At a session of the Chechen Parliament on 31 March, a bill was approved guaranteeing schoolchildren and students the right to wear the hijab and other religious symbols. MPs voted unanimously for the bill, which will apply throughout Chechnya.
Bekhan Khazbulatov, head of the parliamentary Education, Science and Culture Committee, told parliament that the bill will guarantee that educational policy in Chechnya is carried out without infringing on students’ national traditions and religious beliefs. He also stressed that the new regulation does not contradict Federal Russian regulations on school uniforms.
‘This bill will be an unquestionable legal aid in improving the effectiveness of the activities of educational organisations and observance of the constitutional rights of students’, Parliamentary Chair Magomed Daudov remarked while commenting on the bill.
In January, a conflict on the issue of religious clothing in schools emerged in a village in the Russian Republic of Mordovia, in which primarily Muslim, ethnic Tatars live. The administration of the village’s school banned girls from wearing the hijab.

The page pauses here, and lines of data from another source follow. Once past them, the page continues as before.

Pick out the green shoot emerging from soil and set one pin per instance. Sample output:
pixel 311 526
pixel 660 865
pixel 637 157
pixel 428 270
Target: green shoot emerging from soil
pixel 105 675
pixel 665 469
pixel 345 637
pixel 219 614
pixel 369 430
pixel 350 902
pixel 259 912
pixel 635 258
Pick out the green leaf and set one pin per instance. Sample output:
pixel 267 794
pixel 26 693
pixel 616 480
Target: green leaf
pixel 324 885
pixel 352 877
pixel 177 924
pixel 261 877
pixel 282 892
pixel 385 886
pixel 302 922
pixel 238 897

Russian Education Minister Olga Vasilyeva took the side of the school administration, stating that ‘true believers’, in her opinion, do not try to ‘emphasise their attitude to faith with symbols’. She added that according to a ruling by the Constitutional Court, hijabs do not belong in schools.
Chechen Head Ramzan Kadyrov criticised the minister at the time, saying that his daughters would never give up wearing their hijabs at school.